NUR 24 ZEILEN (23. Folge)

Eine wahre Geschichte über den Krieg, die Liebe und den langen Weg zurück nach Afrika
Claudia Reiter
Geschichte, südliches Afrika, II. Weltkrieg, Internierung, Kurt Falk, Erika von Wietersheim, Gefangenenlager, „nur 24 Zeilen“

Was ist das Geheimnis einer großen Liebe? Wie übersteht sie Trennung und Entfernung? Was bedeutet Heimat und wo ist sie, wenn der Krieg eine Heimkehr unmöglich macht? Eine fesselnde Erzählung die einen neuen Blick auf die Geschichte der Deutschen in Afrika wirft und die zeigt, wie eng verflochten die Fäden sind, die die Kriegsgeneration noch immer mit der heutigen verbinden. Erika von Wietersheim erzählt die Geschichte ihrer Eltern Hildegard und Kurt Falk.

HÖLLENSCHIFF DUNERA (Kapitel 8, Teil 4/5)

„Die Situation an Bord wurde immer unerträglicher“, schreibt Kurt. „Wir kamen weiterhin nur ein oder zwei Mal am Tag an die frische Luft. Die unteren Räume waren stickig und warm. Die sanitären Bedingungen ließen immer mehr zu wünschen übrig. Wasser wurde knapp. Wir begannen, unser Äußeres zu vernachlässigen. Auch wurde es immer heißer. Wir näherten uns dem Äquator.

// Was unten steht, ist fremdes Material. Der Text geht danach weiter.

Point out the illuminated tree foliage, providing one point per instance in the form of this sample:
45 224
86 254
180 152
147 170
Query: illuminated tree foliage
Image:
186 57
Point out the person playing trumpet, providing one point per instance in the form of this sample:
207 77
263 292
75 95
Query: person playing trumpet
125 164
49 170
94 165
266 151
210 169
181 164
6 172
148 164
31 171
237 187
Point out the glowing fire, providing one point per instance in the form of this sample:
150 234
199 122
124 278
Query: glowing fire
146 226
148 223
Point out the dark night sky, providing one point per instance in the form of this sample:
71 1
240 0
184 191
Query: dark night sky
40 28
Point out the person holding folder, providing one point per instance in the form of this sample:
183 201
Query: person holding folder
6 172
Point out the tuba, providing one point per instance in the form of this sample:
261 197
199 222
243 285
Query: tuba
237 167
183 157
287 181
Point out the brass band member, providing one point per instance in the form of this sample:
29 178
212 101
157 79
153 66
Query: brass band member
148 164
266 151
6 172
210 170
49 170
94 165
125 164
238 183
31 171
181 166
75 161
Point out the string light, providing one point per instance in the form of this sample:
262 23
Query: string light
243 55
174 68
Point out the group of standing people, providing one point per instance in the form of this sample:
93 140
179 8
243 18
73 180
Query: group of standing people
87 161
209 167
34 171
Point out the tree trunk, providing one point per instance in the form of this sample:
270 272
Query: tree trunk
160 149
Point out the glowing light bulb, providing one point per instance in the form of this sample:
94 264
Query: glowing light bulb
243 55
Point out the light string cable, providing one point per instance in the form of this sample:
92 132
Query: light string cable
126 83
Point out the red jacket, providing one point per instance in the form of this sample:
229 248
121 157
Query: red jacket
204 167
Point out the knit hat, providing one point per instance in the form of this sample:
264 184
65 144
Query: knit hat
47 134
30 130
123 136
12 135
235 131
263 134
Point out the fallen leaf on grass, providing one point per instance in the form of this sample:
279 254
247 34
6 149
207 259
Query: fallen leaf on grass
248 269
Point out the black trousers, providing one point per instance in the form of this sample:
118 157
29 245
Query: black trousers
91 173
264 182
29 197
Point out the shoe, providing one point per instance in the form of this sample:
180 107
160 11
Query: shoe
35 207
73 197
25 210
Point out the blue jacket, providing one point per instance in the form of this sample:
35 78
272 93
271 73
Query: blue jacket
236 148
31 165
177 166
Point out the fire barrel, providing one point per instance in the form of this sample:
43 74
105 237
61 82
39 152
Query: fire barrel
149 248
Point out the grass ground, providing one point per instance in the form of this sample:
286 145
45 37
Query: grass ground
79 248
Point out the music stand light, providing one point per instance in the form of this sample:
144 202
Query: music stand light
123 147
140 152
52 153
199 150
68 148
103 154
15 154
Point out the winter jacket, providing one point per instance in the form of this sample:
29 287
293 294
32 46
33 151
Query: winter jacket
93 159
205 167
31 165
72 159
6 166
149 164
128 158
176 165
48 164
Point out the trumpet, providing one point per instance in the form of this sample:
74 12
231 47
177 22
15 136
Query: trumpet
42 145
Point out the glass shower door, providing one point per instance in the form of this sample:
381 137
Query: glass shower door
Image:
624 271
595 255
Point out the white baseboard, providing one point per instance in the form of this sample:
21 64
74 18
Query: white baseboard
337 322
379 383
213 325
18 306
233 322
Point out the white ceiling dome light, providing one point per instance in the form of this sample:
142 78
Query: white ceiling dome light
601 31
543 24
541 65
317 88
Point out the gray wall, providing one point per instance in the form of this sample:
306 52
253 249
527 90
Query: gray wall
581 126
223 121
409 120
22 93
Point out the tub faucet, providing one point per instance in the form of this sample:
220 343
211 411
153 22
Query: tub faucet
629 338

Ein besonderes Problem verursachte die Wäsche unserer spärlichen Kleidung. Wenn es uns gelungen war, ein Kleidungsstück zu waschen, mußten wir es in der Sonne festhalten, bis es trocken war, denn ließ man es auch nur einen kurzen Augenblick unbeobachtet liegen, war es verschwunden. Zudem waren unsere Sachen durch das Waschen mit Salzwasser zerschlissen und zerfleddert.“

Dreimal legt die Dunera an der afrikanischen Westküste zum Auffüllen der Treibstoff- und Lebensmittelvorräte an: das erste Mal, am 24. Juli, im Hafen von Freetown in Sierra Leone, wo Kurt und seine Kameraden vor neun Monaten nach der Beschlagnahme der Uhenfels eine Woche lang in der „Eingeborenenschule“ im Regenwald interniert waren. Der zweite Zwischenstopp, am 27. Juli, ist in Takoradi, im heutigen Ghana, damals noch als Goldküste bekannt. Der erste längere Halt wird im südafrikanischen Kapstadt gemacht. Sie kommen am 8. August dort an. Es ist auf den Tag genau elf Monate her, dass Kurt Südafrika verlassen hat und Richtung Mosambik geflüchtet ist. Durch das kleine Bullauge sieht er den majestätischen Tafelberg und einen Teil des Löwenkopf-Massivs. An der gleichen Stelle, von der aus er der Internierung zu entkommen versucht hat, steht er nun im Bauch eines Schiffs als Internierter hinter Stacheldraht, hungrig und in zerfetzter Kleidung.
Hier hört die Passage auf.